While “Die Hard” is normally the debated Christmas/Holiday movie, I present “Harry Potter and the Goblet of Fire'' as a perfect movie to get you in the festive spirit. I think it is no debate that the fourth installment is the most holiday-filled movie of the franchise, but I think in addition to that recognition, it deserves a spot on lists of holiday movies as a whole.

The clearest holiday aspect is the Yule Ball. Right in the middle of the movie, when Harry is having issues with the Triwizard Tournament and Ron is upset because he can’t accept that he’s in love with Hermione, viewers get a little pause to, jaw-dropped, watch Hermione walk down the grand stairs. There's upbeat music, dancing, watching Harry and Ron fumble and the overall soaking in of the grand scene of the Christmas dance. One can’t help but feel spirited watching all of the students dress up in their finest holiday attire while eating their holiday feast.

A more implicit holiday theme throughout the movie is generosity. We see Hagrid alert Harry of the first dragon challenge; Harry then alerts Cedric and Cedric reciprocates the gesture by letting Harry know how to open the egg. Hagrid feels protective of Harry and, knowing the danger he is about to face, gives Harry generous information to protect him. Harry, being the upstanding character that he is, feels Cedric needs the same advantage that all of the other competitors are getting. In the giving spirit that spreads around, Cedric feels a bond to Harry and hints to him about the egg clue in the second challenge. The generosity started by Hagrid spread throughout the whole movie, a theme common in many of our holiday classics.
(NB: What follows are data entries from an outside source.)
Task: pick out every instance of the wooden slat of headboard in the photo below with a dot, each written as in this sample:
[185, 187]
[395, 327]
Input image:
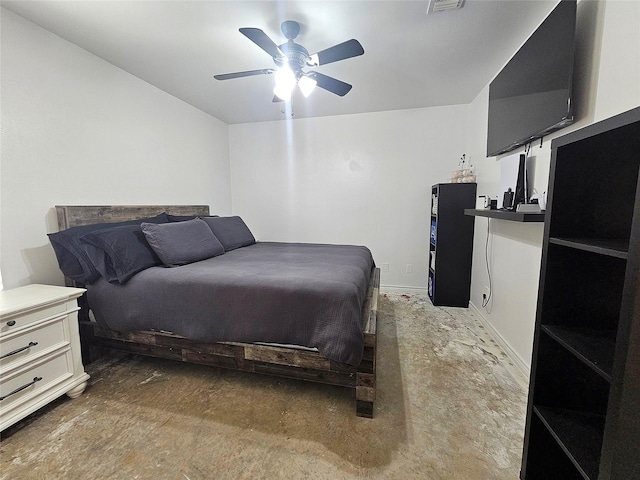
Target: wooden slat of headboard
[74, 215]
In the second task, Harry also displays the beloved holiday theme of selflessness. Harry gets to spend some lovely time in the murky and dangerous waters of the Hogwarts lake. He’s searching for Ron, who’s been tied underwater in an unknown location. I do always wonder if they had a safety plan in place for this task because I would not be too happy to be dragged into it as a friend of a competitor. Anyways, when Harry gets to the destination of the captured and sees Fleur’s sister with no one to save her, he chooses to rescue both Ron and the sister. The mermaids do not like this plan and try to attack Harry. Harry struggles to the surface, nearly drowning as his gills are wearing off, but acts selflessly in trying to save a competitor’s sister. It was a rather silly move, though, because Hogwarts wasn’t going to just leave the friends in the lake if no one saved them.

The final poignant theme I want to touch on is that of sharing. After months that honestly just seem awful, Harry has finally reached the end of the competition. His last task before him is the maze. Only Harry and Cedric make it to the end, but Cedric owes Harry for saving him from previous danger in the hedges. As they both rush toward the cup, they decide that they should share in the glory together. Unfortunately, this idea ended up not working out for Cedric, but still, the sentiment is nice.

I want to conclude my ode to the holiday-ness of “Harry Potter and the Goblet of Fire'' by mentioning the whole ambiance. A cloudy sky backdrops much of the setting and flecks of snow are often falling around the grounds. The common room is seriously winter room goals, and I can picture myself getting warm by the large fireplace, or maybe even off of the heat from a dragon’s flame. I can’t end this piece without mentioning the uncanny resemblance Dumbledore has to Santa nor the love in the air between Harry and Cho. At your next Christmas gathering, when someone suggests “Elf,” I recommend that you think outside the box and instead turn on “Harry Potter and the Goblet of Fire.”